Homes’s debut novel—Jack (1989; television film 2004), written while she was still a student—concerns a teenager whose father reveals that he is homosexual. The story, lauded for its acutely realized characterizations and humane treatment of its subject matter, was widely translated and used in high-school curricula. In The Safety of Objects (1990; film 2001), a collection of short fiction, Homes took a scalpel to the complacent pretensions obscuring the deviance and malaise permeating suburban America. Through piquant use of detail, she satirized the behaviour of its denizens in stories such as “Adults Alone,” which features two bored parents experimenting with crack cocaine, and “A Real Doll,” a surreal tale of a teenage boy’s sexual experimentation with a talking Barbie doll (and her decapitated mate).

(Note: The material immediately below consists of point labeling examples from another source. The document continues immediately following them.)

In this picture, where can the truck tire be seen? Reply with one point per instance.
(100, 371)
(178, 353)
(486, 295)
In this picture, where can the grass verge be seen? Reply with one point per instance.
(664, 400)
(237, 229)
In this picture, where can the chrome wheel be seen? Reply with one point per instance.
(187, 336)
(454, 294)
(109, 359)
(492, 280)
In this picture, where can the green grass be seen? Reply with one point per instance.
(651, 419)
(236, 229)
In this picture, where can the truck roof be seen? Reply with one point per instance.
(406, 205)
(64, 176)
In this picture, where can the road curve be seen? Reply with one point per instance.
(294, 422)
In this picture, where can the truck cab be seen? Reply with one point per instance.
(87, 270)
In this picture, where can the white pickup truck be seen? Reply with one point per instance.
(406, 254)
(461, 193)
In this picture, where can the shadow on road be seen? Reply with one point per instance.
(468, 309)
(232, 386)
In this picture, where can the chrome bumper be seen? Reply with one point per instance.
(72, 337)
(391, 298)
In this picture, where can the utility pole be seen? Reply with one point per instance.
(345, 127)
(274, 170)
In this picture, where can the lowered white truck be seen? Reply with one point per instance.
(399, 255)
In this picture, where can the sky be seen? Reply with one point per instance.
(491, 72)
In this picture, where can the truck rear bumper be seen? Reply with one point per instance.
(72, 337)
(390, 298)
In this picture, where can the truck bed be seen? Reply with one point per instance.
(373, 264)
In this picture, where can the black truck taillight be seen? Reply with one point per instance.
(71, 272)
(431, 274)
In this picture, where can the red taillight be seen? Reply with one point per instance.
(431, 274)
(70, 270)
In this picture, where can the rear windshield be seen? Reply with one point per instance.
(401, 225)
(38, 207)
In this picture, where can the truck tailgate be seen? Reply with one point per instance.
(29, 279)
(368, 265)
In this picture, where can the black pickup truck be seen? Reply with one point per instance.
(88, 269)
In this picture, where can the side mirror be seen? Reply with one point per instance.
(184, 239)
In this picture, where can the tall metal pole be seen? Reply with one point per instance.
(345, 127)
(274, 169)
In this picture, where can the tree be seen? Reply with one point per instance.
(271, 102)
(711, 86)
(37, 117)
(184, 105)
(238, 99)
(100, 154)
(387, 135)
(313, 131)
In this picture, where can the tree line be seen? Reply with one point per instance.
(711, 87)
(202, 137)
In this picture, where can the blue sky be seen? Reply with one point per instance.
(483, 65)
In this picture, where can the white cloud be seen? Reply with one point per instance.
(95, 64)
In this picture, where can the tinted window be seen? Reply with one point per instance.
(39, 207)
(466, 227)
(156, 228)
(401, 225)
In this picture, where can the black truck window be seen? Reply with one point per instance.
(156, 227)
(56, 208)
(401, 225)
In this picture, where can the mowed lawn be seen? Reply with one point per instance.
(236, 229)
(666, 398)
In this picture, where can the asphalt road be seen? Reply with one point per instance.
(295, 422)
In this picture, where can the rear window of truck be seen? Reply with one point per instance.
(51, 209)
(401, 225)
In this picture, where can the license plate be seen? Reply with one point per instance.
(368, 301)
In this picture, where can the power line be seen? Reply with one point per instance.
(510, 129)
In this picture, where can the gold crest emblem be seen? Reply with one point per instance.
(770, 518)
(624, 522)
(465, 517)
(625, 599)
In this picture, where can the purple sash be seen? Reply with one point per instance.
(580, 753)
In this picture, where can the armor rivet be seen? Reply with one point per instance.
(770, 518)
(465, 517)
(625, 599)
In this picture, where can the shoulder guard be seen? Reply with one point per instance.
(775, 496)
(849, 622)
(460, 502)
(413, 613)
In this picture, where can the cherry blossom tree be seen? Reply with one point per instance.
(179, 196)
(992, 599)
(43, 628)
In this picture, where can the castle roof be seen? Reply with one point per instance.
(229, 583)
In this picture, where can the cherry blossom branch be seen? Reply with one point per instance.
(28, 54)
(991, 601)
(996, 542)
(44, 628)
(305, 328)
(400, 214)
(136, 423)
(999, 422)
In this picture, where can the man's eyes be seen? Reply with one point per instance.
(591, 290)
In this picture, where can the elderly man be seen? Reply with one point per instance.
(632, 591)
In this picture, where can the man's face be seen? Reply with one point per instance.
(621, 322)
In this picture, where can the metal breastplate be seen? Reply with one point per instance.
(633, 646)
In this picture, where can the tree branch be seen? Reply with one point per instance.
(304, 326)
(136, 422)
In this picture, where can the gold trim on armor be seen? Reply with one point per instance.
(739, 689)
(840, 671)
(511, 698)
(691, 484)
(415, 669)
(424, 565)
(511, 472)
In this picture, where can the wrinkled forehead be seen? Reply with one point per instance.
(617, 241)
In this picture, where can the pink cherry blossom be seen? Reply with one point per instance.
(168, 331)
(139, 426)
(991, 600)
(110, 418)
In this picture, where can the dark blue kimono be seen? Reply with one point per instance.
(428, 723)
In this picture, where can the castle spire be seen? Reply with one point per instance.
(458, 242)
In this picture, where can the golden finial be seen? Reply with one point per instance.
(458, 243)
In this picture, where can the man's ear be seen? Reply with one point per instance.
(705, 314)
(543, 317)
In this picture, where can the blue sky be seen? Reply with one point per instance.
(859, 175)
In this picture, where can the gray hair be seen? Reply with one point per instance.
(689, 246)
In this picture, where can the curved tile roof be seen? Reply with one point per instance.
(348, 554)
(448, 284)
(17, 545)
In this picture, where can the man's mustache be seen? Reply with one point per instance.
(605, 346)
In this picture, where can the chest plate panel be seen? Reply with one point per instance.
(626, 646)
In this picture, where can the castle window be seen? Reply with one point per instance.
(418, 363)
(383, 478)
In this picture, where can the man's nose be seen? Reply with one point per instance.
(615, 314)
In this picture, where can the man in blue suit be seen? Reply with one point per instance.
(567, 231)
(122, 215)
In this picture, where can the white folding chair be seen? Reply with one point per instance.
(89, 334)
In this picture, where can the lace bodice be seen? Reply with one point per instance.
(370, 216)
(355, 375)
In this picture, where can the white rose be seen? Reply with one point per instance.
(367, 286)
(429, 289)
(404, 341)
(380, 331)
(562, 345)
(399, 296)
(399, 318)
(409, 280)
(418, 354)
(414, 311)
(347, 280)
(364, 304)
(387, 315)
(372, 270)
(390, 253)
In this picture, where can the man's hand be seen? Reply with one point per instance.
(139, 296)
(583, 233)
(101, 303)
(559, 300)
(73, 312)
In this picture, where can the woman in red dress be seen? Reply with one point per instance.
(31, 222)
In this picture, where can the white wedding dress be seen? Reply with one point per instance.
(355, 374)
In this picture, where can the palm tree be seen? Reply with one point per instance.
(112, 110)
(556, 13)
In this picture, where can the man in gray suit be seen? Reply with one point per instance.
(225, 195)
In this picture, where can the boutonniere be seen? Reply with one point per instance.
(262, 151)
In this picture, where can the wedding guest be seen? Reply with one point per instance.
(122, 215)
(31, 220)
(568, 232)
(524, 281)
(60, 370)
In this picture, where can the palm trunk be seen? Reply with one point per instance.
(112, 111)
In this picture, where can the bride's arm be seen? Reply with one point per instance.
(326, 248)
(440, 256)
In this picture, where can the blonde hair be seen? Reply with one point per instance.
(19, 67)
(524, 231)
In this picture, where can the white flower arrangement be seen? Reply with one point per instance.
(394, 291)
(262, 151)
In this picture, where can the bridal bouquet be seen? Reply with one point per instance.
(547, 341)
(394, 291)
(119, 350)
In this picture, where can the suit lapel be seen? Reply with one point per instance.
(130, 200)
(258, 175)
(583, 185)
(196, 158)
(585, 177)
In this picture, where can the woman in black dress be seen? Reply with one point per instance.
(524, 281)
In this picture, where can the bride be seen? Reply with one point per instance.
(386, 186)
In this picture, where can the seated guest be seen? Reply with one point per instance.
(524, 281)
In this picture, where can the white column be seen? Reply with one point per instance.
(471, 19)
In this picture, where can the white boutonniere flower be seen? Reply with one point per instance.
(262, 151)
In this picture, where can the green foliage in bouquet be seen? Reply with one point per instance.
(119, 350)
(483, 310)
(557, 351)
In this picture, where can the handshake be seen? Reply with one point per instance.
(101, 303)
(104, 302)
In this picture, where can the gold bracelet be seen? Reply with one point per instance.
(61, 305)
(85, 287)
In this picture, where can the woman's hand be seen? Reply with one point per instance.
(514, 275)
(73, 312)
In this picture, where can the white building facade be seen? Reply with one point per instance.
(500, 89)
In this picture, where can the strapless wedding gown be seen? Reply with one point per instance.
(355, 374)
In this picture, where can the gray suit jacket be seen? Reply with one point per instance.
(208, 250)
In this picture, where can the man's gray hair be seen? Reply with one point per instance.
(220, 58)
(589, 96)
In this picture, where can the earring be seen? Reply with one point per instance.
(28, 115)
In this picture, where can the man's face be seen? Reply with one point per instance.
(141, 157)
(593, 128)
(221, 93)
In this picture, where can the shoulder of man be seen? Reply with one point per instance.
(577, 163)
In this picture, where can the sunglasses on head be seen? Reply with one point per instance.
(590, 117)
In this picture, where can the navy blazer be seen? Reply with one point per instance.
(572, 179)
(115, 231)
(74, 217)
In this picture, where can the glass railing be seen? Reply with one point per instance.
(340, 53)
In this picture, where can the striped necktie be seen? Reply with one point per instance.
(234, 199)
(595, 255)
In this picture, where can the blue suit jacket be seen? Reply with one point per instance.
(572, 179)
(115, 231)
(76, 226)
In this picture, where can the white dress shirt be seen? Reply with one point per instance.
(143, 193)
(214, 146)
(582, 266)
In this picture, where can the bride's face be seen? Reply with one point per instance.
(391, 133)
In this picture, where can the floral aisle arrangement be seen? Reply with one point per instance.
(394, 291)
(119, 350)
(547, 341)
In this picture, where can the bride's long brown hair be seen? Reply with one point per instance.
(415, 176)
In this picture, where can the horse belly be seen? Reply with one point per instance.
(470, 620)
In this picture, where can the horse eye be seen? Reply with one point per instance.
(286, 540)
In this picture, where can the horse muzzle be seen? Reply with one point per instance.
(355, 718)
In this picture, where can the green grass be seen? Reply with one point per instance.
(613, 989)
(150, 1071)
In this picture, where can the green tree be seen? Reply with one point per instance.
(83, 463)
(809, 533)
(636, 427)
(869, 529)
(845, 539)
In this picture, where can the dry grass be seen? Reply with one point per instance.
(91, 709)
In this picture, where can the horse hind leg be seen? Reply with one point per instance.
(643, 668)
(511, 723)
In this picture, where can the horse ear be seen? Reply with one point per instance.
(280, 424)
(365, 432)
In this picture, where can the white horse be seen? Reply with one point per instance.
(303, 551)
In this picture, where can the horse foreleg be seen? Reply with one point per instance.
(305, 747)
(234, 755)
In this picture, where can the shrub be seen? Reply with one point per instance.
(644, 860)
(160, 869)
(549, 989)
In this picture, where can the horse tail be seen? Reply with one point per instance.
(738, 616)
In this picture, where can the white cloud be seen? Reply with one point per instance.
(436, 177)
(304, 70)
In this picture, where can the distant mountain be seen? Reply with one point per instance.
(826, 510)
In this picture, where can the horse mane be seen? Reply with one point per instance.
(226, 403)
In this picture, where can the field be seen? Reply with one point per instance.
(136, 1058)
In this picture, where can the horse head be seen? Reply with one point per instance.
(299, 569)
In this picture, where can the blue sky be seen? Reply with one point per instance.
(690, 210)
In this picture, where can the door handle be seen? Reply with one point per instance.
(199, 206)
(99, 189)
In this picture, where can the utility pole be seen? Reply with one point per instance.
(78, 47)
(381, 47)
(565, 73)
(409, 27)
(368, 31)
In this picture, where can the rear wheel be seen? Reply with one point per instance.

Homes’s preoccupation with the violation of boundaries pervaded her ensuing work. The novel In a Country of Mothers (1993) documents the professional transgressions of a therapist who becomes increasingly convinced that one of her patients is the daughter whom she had given up for adoption. She investigated the machinations of the pedophiliac mind in The End of Alice (1996), which polarized critics with its depictions of sexual violence. The novel was accompanied by an art book, Appendix A:, ostensibly a catalog of items amassed by its disturbed narrator. Music for Torching (1999) features the disaffected protagonists from “Adults Alone” wreaking further havoc. Things You Should Know (2002), a second collection of short fiction, further mined middle-class America for black humour and insight.
This Book Will Save Your Life (2006) marked a shift in tone for Homes. Though retaining the wry observations and sense of the surreal that were her bailiwick, the novel, an ultimately redemptive tale about a stockbroker undergoing an existential crisis in Los Angeles, largely eschews the amused nihilism that characterizes her earlier work. May We Be Forgiven (2012), concerning a man who insinuates himself into the life of his more-successful brother following a series of tragedies, leavens a bleak view of human nature with the possibility of atonement. The novel won the Women’s Prize for Fiction. Days of Awe (2018) is another short-story collection. In 2022 Homes published her first novel in 10 years, The Unfolding. A political satire, it centres on a Republican who is upset that Democrat Barack Obama was elected president of the United States.
Homes chronicled her ultimately abortive efforts to reconnect with her birth mother and father in the memoir The Mistress’s Daughter (2007). Los Angeles: People, Places, and the Castle on the Hill (2002), commissioned by the National Geographic Society, is a meditation on the titular city. She also wrote several episodes of the cable television series The L Word and regularly contributed to the periodicals The New Yorker and Vanity Fair.
Homes was awarded a National Endowment for the Arts fellowship in 1995 and a Guggenheim fellowship in 1998. She taught at Columbia University, New York University, and Princeton, and from 2013 to 2018 she cochaired the board of Yaddo, an artists’ community.